We need to find the coordinates of the corner points of the feasible region and evaluate the objective function at each point to determine the minimum cost.

The corner points are:
A (0, 100)
B (20, 60)
C (60, 40)
D (120, 0)

To find the cost at each point:
A: Cost = 250(0) + 400(100) = $40,000
B: Cost = 250(20) + 400(60) = $38,000
C: Cost = 250(60) + 400(40) = $38,000
D: Cost = 250(120) + 400(0) = $30,000

The lowest cost is $30,000, which can be achieved by ordering 120 chest freezers and 0 upright freezers.

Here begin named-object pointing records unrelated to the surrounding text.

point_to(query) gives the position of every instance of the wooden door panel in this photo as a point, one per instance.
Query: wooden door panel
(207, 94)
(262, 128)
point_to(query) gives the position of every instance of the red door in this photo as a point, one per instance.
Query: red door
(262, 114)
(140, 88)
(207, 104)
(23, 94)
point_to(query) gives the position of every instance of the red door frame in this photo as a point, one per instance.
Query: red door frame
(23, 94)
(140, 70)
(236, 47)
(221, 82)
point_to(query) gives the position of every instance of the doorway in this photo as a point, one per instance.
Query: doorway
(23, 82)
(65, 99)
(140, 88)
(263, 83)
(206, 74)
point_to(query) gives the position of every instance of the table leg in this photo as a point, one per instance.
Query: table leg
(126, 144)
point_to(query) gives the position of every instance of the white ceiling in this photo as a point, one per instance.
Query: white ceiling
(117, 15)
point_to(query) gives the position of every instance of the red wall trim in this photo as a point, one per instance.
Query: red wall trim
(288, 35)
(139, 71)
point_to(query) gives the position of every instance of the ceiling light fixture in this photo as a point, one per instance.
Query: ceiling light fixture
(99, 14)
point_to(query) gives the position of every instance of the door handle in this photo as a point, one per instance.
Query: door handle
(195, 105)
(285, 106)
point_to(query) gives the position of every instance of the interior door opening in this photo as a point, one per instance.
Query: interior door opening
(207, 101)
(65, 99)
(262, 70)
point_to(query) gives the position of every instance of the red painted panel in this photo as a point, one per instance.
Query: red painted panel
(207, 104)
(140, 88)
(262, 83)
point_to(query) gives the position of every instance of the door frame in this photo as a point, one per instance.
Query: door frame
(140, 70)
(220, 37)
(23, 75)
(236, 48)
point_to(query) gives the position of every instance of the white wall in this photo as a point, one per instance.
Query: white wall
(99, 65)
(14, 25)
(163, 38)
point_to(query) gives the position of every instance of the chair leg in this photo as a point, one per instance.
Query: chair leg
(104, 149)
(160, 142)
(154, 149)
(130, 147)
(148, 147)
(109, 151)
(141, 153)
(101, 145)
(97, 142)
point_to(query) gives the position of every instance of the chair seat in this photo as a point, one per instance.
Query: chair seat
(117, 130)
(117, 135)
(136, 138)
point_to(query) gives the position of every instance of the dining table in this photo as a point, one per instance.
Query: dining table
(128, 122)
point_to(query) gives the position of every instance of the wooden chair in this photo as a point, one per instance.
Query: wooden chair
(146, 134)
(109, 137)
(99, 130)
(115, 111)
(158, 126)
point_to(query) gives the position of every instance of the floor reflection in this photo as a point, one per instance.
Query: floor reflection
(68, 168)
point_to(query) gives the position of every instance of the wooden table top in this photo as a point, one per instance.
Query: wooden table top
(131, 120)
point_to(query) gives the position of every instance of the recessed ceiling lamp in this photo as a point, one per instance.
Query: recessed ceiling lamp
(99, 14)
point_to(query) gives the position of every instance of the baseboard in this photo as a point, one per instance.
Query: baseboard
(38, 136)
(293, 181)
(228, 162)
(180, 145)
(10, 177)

To find the least number of each type of freezer the manager should order to minimize costs, we can set up a system of linear equations.

Let's assume the manager orders x chest freezers and y upright freezers.

1. The cost equation:
The cost of chest freezers is $250 per unit, so the total cost of chest freezers is 250x.
The cost of upright freezers is $400 per unit, so the total cost of upright freezers is 400y.

2. The profit equation:
The profit of chest freezers is $40 per unit, so the total profit from chest freezers is 40x.
The profit of upright freezers is $60 per unit, so the total profit from upright freezers is 60y.

3. The total number of freezers equation:
The manager expects to sell at least 100 freezers, so:
x + y ≥ 100

4. The total profit equation:
The total profit must be at least $4800, so:
40x + 60y ≥ 4800

Now, we have the following system of linear equations:

x + y ≥ 100 (Equation 1)
40x + 60y ≥ 4800 (Equation 2)

To minimize costs, we need to find the solution with the lowest cost. This can be achieved by finding the feasible region where both equations are satisfied and looking for the point within that region that minimizes costs.

To do this, we can graph the inequalities represented by the equations. However, since we are dealing with whole numbers (freezer quantities), it is more efficient to use a method called integer programming.

Using integer programming, we will solve the system of equations to find the optimal values for x and y:

Minimize: C = 250x + 400y

Subject to:
x + y ≥ 100
40x + 60y ≥ 4800
x ≥ 0, y ≥ 0 (since we can't order a negative number of freezers)

The solution to this optimization problem will provide us with the least number of each type of freezer the manager should order to minimize costs.